Perry A, Molberg K, Albores-Saavedra J
Department of Pathology, University of Texas Southwestern Medical Center at Dallas, USA.
Cancer. 1996 Feb 15;77(4):750-6. doi: 10.1002/(sici)1097-0142(19960215)77:4<750::aid-cncr22>3.0.co;2-z.
Although hyperplasia of C-cells has been described in association with various pathologic and physiologic conditions, criteria for its diagnosis are poorly defined. Both neoplastic and physiologic C-cell proliferations have been lumped together under the umbrella designation of C-cell hyperplasia (CCH), creating considerable confusion among clinicians and pathologists.

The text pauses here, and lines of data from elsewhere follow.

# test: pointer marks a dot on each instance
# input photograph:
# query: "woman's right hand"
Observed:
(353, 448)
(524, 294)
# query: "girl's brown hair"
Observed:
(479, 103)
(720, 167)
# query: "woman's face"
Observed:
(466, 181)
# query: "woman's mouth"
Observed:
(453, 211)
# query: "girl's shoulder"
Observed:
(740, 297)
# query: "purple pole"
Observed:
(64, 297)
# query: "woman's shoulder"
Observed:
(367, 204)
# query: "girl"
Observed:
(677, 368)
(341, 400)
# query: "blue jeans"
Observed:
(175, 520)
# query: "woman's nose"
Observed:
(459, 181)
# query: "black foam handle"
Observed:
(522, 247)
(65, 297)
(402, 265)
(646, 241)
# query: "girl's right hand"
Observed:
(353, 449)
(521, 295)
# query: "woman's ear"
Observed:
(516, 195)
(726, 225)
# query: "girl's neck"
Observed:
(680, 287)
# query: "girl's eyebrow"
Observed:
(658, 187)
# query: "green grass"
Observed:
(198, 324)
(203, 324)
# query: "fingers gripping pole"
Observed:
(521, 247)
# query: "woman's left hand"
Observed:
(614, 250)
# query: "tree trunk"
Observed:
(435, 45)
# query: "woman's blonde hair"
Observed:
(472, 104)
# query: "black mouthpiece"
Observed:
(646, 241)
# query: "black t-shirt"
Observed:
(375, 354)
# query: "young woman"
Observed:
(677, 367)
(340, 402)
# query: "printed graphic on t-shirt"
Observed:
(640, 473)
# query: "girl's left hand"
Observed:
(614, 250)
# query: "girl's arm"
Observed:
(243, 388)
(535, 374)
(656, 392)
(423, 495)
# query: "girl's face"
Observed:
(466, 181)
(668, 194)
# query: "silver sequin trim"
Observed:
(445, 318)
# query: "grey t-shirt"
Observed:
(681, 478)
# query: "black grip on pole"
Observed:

in order to compare the morphologic and immunohistochemical characteristics of the two major types of CCH, we examined thyroid sections of 17 patients with familial forms of C-cell hyperplasia and/or neoplasia and tissue sections of 19 thyroid glands known to have reactive or physiologic CCH (at least 50 C-cells per one low power field, 100X). Hematoxylin and eosin (H & E) stained sections and immunohistochemical stains for calcitonin were assessed in each case.
Physiologic or reactive CCH was not recognized with certainty on H & E stains in any of the cases due to morphologic similarities between C-cells and adjacent follicular cells. Detection of this form of hyperplasia, which was predominantly diffuse, required calcitonin immunostains and quantitative analysis. Conversely, nodular and diffuse neoplastic CCH was easily identified with conventional H & E stains at the periphery of 11/12 (92%) familial medullary thyroid carcinomas (MTC). In the other five cases, neoplastic C-cell hyperplasia was the only pathologic finding on thyroidectomy performed for elevated serum calcitonin levels detected via provocative biochemical screening or identification of the mutated RET proto-oncogene by genetic analysis. The C-cells in this neoplastic form of CCH were large, mildly to moderately atypical, and confined within the basement membrane of thyroid follicles. Moreover, these cells were cytologically indistinguishable from those of invasive MTC cells.
Physiologic and neoplastic CCH are biologically and morphologically distinct entities. The former cannot be recognized with certainty with conventional stains and requires immunohistochemistry and quantitative analysis for diagnosis. The latter consists of mildly to moderately atypical C-cells that can be identified with H & E stained sections. Consequently, the number of C-cells is of no importance for the diagnosis of neoplastic CCH which is considered to be the precursor (medullary carcinoma in situ) of invasive medullary carcinoma.
尽管已描述C细胞增生与多种病理和生理状况相关,但其诊断标准仍不明确。肿瘤性和生理性C细胞增殖都被归为C细胞增生(CCH)这一统称之下,给临床医生和病理学家造成了相当大的困惑。
为比较两种主要类型CCH的形态学和免疫组化特征,我们检查了17例患有家族性C细胞增生和/或肿瘤的患者的甲状腺切片,以及19个已知有反应性或生理性CCH(每低倍视野至少50个C细胞,100倍)的甲状腺组织切片。对每个病例评估苏木精和伊红(H&E)染色切片以及降钙素免疫组化染色。
由于C细胞与相邻滤泡细胞在形态学上相似,在任何病例中,通过H&E染色都无法确切识别生理性或反应性CCH。这种主要为弥漫性的增生形式的检测需要降钙素免疫组化染色和定量分析。相反,在12例家族性甲状腺髓样癌(MTC)中的11例(92%)周边,通过传统H&E染色很容易识别结节性和弥漫性肿瘤性CCH。在其他5例中,肿瘤性C细胞增生是因通过激发性生化筛查检测到血清降钙素水平升高或通过基因分析鉴定出RET原癌基因突变而进行甲状腺切除时唯一的病理发现。这种肿瘤性CCH形式中的C细胞较大,轻度至中度异型,且局限于甲状腺滤泡的基底膜内。此外,这些细胞在细胞学上与侵袭性MTC细胞无法区分。
生理性和肿瘤性CCH在生物学和形态学上是不同的实体。前者通过传统染色无法确切识别,需要免疫组化和定量分析来诊断。后者由轻度至中度异型的C细胞组成,可通过H&E染色切片识别。因此,C细胞数量对肿瘤性CCH的诊断并不重要,肿瘤性CCH被认为是侵袭性髓样癌的前体(原位髓样癌)。